Some hospitals are employing more heavy-handed tactics. Saint Peter’s Healthcare System in New Jersey on Wednesday warned doctors in an email they could be disciplined for wearing masks when not examining patients.

On Thursday, volunteers with knives, rulers and masking tape gathered at the headquarters of Providence St. Joseph Health to cobble together face shields for the system’s thousands of caregivers. In Oregon, health officials in Multnomah County are calling on the public to donate any rubber gloves, goggles or face masks they might have at home or work. The county, which includes Portland, has little more than a week before critical supplies run out.

“Every pandemic is local so you have to pull on those local strings so we can help each other,” said Julie Sullivan-Springhetti, a Health Department spokesperson.
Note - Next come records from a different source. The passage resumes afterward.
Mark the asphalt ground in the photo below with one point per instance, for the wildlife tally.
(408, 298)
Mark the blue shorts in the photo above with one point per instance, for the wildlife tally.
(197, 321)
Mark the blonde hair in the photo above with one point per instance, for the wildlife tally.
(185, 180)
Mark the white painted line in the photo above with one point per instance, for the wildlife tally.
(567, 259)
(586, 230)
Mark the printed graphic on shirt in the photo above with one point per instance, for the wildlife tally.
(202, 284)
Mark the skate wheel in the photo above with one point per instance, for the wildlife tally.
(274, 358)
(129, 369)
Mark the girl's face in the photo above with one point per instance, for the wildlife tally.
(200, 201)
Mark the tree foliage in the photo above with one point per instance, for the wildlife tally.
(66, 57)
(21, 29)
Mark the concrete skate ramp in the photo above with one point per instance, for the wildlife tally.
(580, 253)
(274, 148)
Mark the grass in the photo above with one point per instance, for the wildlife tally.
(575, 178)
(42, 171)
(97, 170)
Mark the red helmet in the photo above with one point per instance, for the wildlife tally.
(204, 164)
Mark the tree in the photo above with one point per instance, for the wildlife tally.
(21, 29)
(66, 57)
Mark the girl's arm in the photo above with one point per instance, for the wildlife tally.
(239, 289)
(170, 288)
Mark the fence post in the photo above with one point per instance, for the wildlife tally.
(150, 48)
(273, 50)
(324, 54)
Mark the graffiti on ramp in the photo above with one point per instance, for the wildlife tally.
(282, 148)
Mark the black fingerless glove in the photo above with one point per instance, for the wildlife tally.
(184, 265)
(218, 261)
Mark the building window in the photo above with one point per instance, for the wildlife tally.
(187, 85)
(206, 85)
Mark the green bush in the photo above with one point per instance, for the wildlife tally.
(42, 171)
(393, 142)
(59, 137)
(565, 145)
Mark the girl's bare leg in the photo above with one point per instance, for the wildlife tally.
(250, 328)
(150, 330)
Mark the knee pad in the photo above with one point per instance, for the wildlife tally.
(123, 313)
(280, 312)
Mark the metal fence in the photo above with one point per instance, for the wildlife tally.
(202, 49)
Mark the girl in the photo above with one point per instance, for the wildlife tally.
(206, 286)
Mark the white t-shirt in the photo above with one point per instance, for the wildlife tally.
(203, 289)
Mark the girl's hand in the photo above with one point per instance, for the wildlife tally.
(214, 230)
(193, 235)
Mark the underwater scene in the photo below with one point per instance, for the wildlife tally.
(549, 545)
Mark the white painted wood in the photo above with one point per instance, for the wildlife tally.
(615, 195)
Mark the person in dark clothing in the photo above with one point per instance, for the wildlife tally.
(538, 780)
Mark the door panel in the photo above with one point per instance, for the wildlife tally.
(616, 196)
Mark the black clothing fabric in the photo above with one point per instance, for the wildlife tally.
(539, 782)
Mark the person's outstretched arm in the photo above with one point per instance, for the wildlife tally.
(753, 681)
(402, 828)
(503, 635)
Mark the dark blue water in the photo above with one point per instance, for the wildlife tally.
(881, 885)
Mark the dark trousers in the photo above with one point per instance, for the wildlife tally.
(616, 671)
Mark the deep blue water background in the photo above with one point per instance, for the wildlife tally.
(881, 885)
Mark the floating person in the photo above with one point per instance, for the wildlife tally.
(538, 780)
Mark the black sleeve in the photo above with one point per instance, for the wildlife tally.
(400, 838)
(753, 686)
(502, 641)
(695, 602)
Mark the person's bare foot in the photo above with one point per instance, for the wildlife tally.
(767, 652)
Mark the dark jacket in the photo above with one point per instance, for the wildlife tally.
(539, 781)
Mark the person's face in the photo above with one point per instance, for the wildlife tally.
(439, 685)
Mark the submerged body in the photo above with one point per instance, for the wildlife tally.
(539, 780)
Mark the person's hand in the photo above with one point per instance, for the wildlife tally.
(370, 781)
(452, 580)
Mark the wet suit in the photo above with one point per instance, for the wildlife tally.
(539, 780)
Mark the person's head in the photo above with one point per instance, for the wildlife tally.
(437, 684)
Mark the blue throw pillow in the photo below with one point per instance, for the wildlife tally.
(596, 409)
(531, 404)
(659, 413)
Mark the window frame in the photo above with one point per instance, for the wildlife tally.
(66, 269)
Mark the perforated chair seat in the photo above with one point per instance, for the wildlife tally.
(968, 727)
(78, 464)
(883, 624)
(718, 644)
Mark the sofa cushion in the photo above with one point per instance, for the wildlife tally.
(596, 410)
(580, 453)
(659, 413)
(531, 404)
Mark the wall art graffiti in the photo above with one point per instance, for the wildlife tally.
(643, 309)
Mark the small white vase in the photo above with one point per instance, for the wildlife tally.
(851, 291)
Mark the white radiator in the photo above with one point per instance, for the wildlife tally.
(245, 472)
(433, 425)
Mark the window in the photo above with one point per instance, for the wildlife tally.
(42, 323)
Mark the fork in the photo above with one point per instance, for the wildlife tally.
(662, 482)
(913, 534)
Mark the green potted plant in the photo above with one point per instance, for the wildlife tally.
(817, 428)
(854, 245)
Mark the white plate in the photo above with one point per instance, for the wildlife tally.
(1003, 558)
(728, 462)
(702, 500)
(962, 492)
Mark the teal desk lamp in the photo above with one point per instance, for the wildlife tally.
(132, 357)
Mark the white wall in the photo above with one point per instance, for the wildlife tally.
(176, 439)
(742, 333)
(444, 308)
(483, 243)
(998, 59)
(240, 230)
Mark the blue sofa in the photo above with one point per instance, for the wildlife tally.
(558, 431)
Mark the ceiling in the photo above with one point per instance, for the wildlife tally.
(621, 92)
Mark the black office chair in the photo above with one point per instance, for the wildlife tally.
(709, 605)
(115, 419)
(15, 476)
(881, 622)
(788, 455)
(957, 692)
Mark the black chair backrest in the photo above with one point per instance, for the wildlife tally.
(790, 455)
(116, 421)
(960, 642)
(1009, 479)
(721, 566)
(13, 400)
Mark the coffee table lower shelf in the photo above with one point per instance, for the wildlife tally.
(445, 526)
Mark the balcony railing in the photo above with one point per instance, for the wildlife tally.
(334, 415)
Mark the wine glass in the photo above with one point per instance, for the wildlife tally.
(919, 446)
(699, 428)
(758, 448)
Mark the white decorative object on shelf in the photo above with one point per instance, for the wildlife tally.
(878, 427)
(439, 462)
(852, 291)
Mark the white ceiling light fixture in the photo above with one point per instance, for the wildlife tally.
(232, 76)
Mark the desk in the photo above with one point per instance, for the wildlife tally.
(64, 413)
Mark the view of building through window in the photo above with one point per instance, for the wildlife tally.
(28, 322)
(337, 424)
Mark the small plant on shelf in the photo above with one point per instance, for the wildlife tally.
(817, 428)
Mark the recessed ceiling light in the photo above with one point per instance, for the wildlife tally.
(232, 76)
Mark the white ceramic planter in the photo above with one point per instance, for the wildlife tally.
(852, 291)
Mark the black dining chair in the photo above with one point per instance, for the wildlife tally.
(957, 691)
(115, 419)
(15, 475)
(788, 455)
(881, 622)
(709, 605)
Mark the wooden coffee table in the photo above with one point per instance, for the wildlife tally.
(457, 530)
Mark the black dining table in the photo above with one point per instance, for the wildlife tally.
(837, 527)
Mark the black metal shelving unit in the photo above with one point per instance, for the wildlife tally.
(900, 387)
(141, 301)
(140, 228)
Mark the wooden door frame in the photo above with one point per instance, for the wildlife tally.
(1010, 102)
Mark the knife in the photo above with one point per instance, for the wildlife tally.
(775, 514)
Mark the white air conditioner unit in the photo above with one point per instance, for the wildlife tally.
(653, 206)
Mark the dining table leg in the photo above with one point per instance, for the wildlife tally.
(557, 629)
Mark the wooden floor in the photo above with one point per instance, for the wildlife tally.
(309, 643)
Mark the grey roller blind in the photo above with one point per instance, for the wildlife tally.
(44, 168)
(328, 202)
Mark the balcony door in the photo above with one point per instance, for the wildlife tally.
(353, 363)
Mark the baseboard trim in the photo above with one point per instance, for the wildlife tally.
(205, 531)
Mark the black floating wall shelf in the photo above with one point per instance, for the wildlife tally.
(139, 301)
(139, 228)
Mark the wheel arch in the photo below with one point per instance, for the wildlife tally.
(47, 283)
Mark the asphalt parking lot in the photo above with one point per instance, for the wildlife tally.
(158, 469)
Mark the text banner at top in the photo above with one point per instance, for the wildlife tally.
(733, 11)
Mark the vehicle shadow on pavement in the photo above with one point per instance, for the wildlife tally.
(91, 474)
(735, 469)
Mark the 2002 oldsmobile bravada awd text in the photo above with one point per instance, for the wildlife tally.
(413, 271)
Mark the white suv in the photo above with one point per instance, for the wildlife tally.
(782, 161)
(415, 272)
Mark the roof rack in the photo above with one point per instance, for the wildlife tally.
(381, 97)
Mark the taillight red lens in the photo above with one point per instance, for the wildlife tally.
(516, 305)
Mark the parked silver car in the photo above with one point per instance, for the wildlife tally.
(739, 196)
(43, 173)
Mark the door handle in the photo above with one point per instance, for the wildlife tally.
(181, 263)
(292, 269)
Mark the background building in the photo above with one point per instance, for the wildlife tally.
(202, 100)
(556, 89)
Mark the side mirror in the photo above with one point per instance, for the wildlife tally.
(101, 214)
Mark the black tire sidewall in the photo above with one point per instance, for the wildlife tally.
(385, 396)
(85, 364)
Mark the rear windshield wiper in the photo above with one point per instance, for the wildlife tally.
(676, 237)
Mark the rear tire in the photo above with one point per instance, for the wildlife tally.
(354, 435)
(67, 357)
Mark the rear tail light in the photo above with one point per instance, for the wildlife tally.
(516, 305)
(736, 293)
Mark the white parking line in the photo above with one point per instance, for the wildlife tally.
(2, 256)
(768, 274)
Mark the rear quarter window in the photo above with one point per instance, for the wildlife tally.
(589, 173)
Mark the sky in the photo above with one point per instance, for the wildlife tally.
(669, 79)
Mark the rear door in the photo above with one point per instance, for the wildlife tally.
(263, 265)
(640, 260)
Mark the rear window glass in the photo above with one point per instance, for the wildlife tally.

But with limited prospects for speedy government intervention, fear and anxiety continue to mount. In recent days, hundreds of medical workers have taken to social media with public pleas for help using the hashtag #GetMePPE. (PPE stands for personal protective equipment.)

A doctor at Barnes-Jewish Hospital in St. Louis described how she and her colleagues intubated a trauma patient they later discovered was likely infected with COVID-19. All of them wore simple face masks as they worked just inches from the patient’s face.

“I’m terrified,” she said, her voice cracking with emotion as she ended her shift. “I feel like it’s only a matter of time before I’m infected with this illness.”